Kretek’s Geoghegan sees flavor regulations having significant consequences on the little-cigar market. “It could be very dif­ficult for certain companies to maintain their current market share if the FDA makes the move to ban flavors in little cigars,” he says.

If the agency, whose laboriously slow pace on policy has been roundly criticized by the tobacco industry for spurring enormous uncertainty, goes that route, it will be a significant undertaking. “If the FDA is going to ban flavors in little cigars, they will need to figure out how they will define flavors and how they plan to regulate that,” Geoghegan says. For instance, would industry staples such as wine and grape—or flavors such as cognac and pipe, which have existed in cigars for more than 200 years—suddenly be barred? Other industry observers, including Blanco, feel the changes might affect only how little cigars can be marketed to the public. “The expectation that many observers have about flavors is that the FDA will make manufacturers shift from using names of specific descriptive flavors such as vanilla, chocolate or cherry, to using ‘concept names’ such as, for instance, ‘purple passion,’ ” he says. “This will be fine if you only make a few flavors, but if you’re a company like Phillies [which makes a large number of flavors], this will make it a lot more difficult for you.”

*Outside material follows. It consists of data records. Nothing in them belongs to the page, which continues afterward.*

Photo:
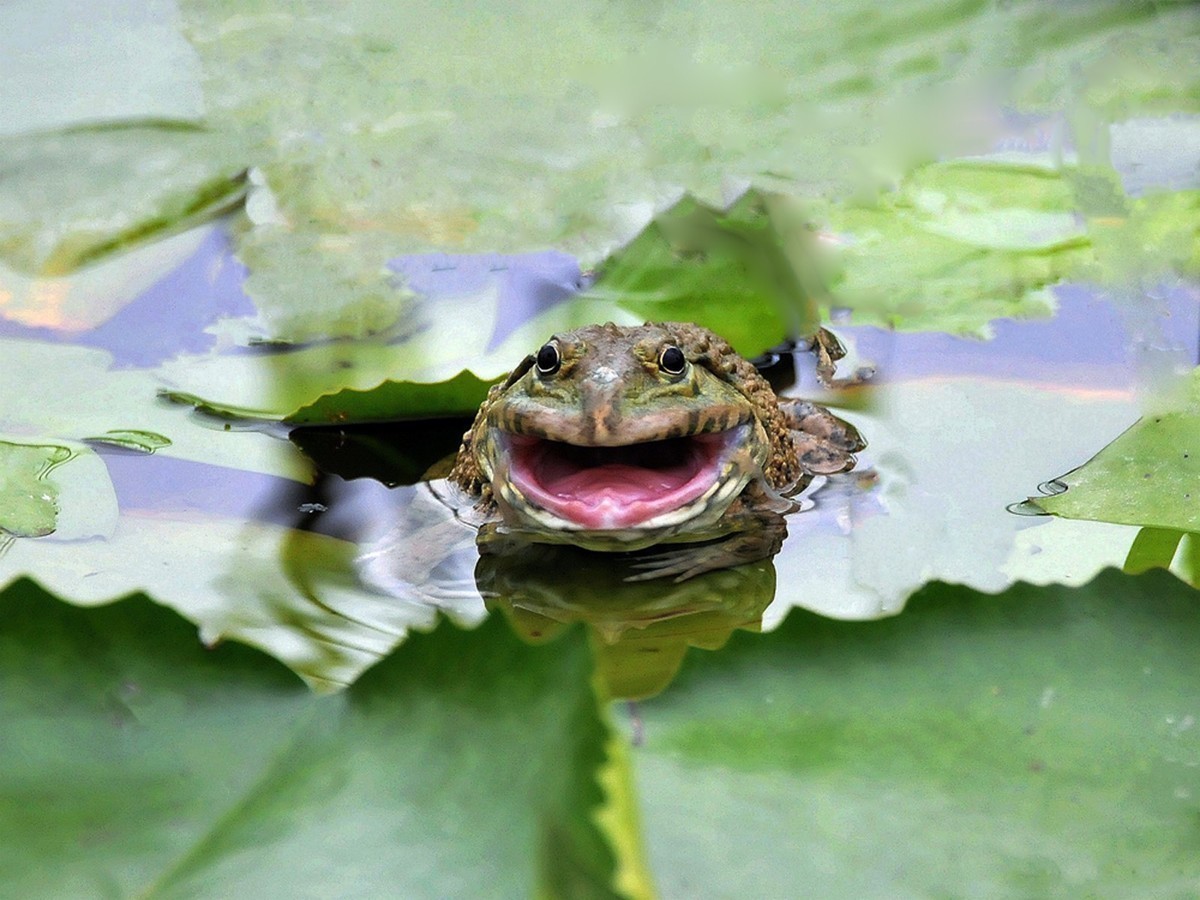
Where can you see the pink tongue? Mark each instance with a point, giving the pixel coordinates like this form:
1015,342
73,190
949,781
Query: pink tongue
622,484
615,495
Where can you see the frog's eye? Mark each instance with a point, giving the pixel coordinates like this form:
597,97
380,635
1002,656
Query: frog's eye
549,359
672,361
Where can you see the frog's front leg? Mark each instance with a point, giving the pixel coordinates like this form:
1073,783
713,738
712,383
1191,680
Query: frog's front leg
825,443
828,351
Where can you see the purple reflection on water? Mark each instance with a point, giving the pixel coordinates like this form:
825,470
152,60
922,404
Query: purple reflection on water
527,283
169,317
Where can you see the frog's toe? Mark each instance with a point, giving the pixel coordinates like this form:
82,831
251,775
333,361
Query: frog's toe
821,457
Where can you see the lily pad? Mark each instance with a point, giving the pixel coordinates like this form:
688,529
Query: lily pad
1150,475
467,763
975,741
145,442
49,487
419,136
958,245
731,270
112,186
28,499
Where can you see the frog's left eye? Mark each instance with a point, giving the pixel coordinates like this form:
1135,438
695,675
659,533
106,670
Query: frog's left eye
549,358
672,361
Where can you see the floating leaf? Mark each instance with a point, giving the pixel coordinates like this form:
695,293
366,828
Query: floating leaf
976,739
29,503
1150,475
49,487
72,391
132,439
958,245
467,763
729,270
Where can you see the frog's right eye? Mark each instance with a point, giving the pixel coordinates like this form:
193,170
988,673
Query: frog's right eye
549,358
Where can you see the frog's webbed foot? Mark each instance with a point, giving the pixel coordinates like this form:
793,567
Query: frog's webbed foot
763,537
825,443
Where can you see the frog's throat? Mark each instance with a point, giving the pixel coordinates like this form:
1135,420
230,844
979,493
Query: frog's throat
648,485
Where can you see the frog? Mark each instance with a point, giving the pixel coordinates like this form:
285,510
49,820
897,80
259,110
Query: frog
623,438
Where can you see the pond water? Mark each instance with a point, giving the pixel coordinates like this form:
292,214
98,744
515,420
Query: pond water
324,545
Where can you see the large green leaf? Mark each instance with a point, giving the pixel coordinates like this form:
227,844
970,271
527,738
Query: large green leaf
1150,475
427,132
139,763
731,270
959,244
1038,743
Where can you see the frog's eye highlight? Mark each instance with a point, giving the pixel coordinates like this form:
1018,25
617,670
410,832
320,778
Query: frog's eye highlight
672,361
549,359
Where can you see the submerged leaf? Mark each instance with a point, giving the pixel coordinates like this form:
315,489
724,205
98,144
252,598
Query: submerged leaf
731,270
132,439
1147,477
465,765
76,197
958,245
975,739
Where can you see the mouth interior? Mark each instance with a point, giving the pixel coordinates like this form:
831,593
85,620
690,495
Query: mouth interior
605,487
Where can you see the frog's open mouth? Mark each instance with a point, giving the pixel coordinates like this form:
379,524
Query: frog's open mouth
612,487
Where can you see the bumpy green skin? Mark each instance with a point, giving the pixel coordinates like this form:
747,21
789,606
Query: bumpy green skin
637,402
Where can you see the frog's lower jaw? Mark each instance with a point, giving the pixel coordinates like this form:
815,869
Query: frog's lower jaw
623,492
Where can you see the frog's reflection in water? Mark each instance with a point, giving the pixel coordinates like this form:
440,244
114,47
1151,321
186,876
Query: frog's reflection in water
640,630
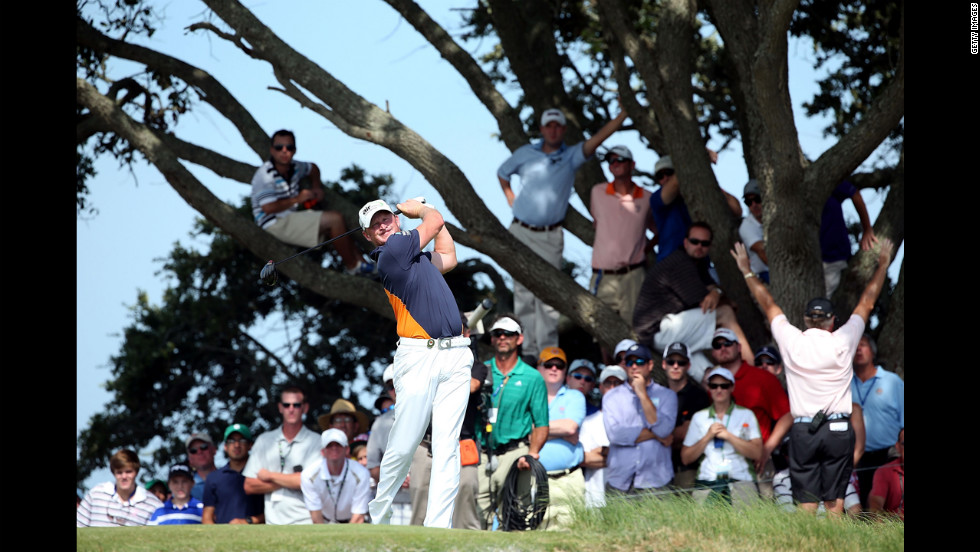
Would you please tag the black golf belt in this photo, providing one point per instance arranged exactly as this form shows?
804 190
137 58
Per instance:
436 343
808 419
509 446
561 473
534 228
622 270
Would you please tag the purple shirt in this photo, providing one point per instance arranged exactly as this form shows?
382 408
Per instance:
640 465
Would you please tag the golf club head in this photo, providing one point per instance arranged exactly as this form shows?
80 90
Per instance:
268 275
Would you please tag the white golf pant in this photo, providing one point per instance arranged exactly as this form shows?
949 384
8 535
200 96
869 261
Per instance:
431 383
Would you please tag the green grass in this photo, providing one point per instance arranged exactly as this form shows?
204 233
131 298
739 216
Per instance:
624 525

Because of disparities in the federal taxation of tobacco prod­ucts, little-cigar manufacturers have seen cost-conscious con­sumers spend their money on less heavily taxed large cigars over the past couple of years. A study on tobacco taxes titled “Tobacco Taxes: Large Disparities in Rates for Smoking Products Trigger Significant Market Shifts to Avoid Higher Taxes” was performed by the non-partisan federal Government Accountability Office (GAO) and released April 18, 2012. According to the study, little-cigar sales fell from 430 million cigars in January 2009 to 60 million cigars in September 2011. Over the same time period, large-cigar sales more than doubled, soaring from 411 million to more than 1 billion cigars sold.

SCHIP and Tobacco

The problems with tax discrepancies and FDA regulation began in 2009 with the passage of the Family Smoking and Tobacco Control Act. Written into law in June of that year, the bill gave the FDA full power to regulate not just cigarette companies but also the entire tobacco industry, allowing it to control facets of the business from tobacco product ingredients to advertis­ing. Before that, the Fair and Equitable Tobacco Reform Act (FETRA) was enacted in 2004, mandating industry assessments for the next decade to fund the improvement of big tobacco business. From 2004 to 2014, the cigar industry was estimated to pay $282 million toward the maximum $10.14 billion assess­ment, which is a steep price to pay, according to Williamson.

Blanco says the entire cigar industry achieves about $600 million in annual sales. By way of comparison, he estimates the cigarette industry is about $88 billion in annual sales.

As small as the little-cigar market is now, it continues to face ongoing challenges. In speaking with CSP earlier this year, Lou Maiellano, president of TAZ Marketing & Consulting, Sevierville, Tenn., said, “Every time another article is written on pipe tobacco and flavored cigars, local jurisdictions tax the living daylights out of them.” It remains to be seen whether little-cigar makers will fend off these challenges or fall victim to the onslaught of tax and regulatory challenges.